If you watch your normal hive you will that your bees return flight is almost too low to hit the entrance. You will also notice that they tend to enter almost immediately. When the foragers leace you will notice that they gain altitude almost immediately after leaving the hive (this is because they are empty and light weight).
If you watch robbing, you will see the bees come in high and linger (as if to debate if they think they can get in). You will also notice that as robber bees leave, they leave loaded down and almost drop to the ground before regain altitude (because they are loaded with honey).
Try to observe you hive at various hours of the day also.
In the morning most of your bees should be out-bound, if you find a large number on the porch in the early AM, it is likely you have a robbing situation.
The next question is how do you control or stop robbing.
You can do the sprinkler trick as mentioned above (this drives the bees home as if it was raining (but this tends to drive up the humidity in the yard too and this isn't good for honey evaporation. The best way is to try to prevent robbing in the first place. In the ideal work, your hives would be about equal strength. But since this isn't the case you can either manually equal the hives by pulling and trading frames or you can reduce the entrance to a small enough size that it can be reasonably guarded. I don't like trading frames around too much, its a good opportunity to spread disease, so I'd advise that you reduce the entrance (especially if the hive is known to be weak, a split, or a swarm that is slow to take off).
I heard once of someone taking all the covers off their hives, soemone told them that would prevent robbing? I don't subscribe to that logic, but would I might do is open the entrances of stronger hives to compromise them when they are robbing other hives. This forces a few more bees to stay home and guard the front door so less are out stealing.

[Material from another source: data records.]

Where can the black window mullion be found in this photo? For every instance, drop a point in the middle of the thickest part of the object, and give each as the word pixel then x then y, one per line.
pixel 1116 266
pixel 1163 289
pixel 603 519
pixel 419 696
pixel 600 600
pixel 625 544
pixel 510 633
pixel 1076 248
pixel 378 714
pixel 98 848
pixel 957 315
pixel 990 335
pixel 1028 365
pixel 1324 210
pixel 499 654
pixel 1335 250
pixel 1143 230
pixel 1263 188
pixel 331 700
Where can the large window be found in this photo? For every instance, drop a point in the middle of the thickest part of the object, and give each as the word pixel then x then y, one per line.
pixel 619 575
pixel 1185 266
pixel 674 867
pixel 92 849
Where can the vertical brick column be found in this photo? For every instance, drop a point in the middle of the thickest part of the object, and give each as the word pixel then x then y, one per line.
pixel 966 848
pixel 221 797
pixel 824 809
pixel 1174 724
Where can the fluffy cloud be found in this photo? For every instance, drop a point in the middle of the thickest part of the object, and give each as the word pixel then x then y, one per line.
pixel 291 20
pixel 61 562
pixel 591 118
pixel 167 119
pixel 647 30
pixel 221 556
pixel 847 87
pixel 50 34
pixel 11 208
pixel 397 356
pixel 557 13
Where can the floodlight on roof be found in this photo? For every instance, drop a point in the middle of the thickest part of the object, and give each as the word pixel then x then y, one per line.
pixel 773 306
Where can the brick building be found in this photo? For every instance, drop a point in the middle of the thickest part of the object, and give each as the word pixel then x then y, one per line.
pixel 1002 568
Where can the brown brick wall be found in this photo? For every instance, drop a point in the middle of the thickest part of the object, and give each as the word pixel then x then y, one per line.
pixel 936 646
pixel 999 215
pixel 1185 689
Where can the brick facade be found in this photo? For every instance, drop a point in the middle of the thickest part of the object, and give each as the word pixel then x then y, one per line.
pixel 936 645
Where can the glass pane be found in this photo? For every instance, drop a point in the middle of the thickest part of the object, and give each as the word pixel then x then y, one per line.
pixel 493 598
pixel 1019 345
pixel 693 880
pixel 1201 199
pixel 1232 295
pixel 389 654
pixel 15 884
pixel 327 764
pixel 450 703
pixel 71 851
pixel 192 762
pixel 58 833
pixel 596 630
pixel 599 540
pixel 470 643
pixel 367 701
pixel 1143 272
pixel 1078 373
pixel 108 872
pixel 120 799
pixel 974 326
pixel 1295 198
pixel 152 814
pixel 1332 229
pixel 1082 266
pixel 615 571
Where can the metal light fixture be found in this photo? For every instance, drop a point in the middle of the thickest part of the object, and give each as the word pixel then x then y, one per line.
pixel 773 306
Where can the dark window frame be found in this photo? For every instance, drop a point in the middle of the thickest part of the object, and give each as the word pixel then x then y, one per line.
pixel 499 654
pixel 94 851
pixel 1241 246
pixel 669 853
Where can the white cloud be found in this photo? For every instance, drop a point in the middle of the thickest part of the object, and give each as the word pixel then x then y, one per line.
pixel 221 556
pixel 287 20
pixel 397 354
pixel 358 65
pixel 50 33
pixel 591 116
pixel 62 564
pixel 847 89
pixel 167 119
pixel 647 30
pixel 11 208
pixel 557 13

Robber screens also seem to work from what I;ve heard from other people. I'm not a big fan of extra equipment so I haven't made/used any to really comment. IF you use good common sense about your entrance reducers and if you have other good cleaniness, you'll normally chase it off before it gets to be a problem.
Robbing is often caused by other forces too.
You have to maintain your bee yard pretty clean.
If you have loose comb about the yard with honey in it, it can cause robbing. And if you are sloppy with filling feed jars (espcially if you are using honey be healthy or other oils/smells to attract the bees). I've not been spilling as much in previous years, but if you have to fill a lot of jars, it might be advisable to take an empty 5 gallon bucket to fill jars over (that way the spills are caught). A little trick is to use the spills in your watering hole if you provide one openly in your bee yard (this way its diluted and it takes a lot more trips with much more water to steal equally what they would ahve gotten off the ground raw).